Gazette de Liége

Lobby des urbains" : voici comment se définit l'association liégeoise UrbAgora, née au printemps dernier (lire "La Libre/Gazette de Liége", 24/04/08), suite à la pétition "Oui au tram ! Non à l'autoroute !" lancée en septembre 2007 - et qui a récolté près de 5 800 signatures.

En six à huit ans

Pour UrbAgora, c'est très clair : le montant prévu pour le contournement autoroutier, "qui ne tient pas la route" souligne François Schreuer, président de ce groupe de réflexion axé sur l'aménagement urbain, doit être réaffecté au projet de tram, dont la mise en service est estimée par l'association à quelque 700 millions d'euros. "Les moyens sont là, en Wallonie, mais il faut que la Sofico réoriente ses budgets vers le tram" insiste-t-il. Et d'estimer, expériences étrangères à l'appui, que l'étude, les travaux et la mise en service d'un tram peuvent se réaliser en six à huit ans.

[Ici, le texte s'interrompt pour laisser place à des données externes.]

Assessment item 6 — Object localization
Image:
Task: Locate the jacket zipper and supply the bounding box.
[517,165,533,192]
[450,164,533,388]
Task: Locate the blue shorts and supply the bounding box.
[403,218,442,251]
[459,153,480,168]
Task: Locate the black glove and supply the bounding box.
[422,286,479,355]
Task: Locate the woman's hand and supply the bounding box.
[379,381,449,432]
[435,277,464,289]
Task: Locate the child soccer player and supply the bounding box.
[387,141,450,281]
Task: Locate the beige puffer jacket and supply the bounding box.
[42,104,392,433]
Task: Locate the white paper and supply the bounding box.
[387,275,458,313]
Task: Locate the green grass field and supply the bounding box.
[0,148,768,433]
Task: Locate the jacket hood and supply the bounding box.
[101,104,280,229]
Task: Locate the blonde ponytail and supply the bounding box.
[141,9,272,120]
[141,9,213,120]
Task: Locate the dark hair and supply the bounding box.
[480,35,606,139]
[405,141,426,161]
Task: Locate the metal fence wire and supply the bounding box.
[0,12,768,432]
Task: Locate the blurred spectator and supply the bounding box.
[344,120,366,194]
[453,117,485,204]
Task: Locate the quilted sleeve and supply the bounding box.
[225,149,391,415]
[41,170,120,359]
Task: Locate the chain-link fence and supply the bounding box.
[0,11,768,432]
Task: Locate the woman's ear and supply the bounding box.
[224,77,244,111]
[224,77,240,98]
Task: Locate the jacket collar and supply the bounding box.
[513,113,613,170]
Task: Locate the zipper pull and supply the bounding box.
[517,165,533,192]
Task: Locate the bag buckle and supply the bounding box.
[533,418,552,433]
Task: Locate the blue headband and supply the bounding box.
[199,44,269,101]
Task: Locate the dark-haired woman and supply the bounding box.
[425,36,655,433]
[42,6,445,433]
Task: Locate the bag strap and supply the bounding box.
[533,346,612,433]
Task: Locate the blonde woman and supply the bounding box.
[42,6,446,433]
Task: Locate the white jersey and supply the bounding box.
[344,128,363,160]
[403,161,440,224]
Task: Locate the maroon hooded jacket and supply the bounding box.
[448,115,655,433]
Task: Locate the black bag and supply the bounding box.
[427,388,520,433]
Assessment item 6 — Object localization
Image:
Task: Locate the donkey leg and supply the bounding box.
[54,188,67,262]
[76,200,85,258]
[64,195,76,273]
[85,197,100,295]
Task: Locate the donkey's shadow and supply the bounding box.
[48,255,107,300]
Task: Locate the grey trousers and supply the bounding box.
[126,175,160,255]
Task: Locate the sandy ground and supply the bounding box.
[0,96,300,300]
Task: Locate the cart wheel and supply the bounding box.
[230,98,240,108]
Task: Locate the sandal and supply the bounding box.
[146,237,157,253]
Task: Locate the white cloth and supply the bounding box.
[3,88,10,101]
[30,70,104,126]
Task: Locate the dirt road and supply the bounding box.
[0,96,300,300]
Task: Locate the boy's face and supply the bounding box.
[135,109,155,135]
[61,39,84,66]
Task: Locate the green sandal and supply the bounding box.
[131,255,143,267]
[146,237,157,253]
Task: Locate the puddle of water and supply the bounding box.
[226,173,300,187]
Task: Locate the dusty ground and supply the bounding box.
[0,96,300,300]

Car UrbAgora défend ardemment le retour rapide du tram à Liège et entend attirer l'attention des responsables du dossier - difficiles à joindre en ce "creux" estival - sur les priorités à dégager et les écueils à éviter.

Ni étude affinée, ni prise de position définitive, l'intervention de l'association consiste, selon ses membres, en un "état des lieux" de leurs réflexions. Avec l'envie de (re) lancer le débat. "Nous actons qu'un consensus s'établit en faveur du tram à Liège mais le dossier est loin d'être gagné et surtout loin d'être réussi" poursuit François Schreuer. À ses yeux, même si le ministre des Transports André Antoine a donné un accord de principe, "les responsables politiques bluffent, toute la question reposant sur le financement".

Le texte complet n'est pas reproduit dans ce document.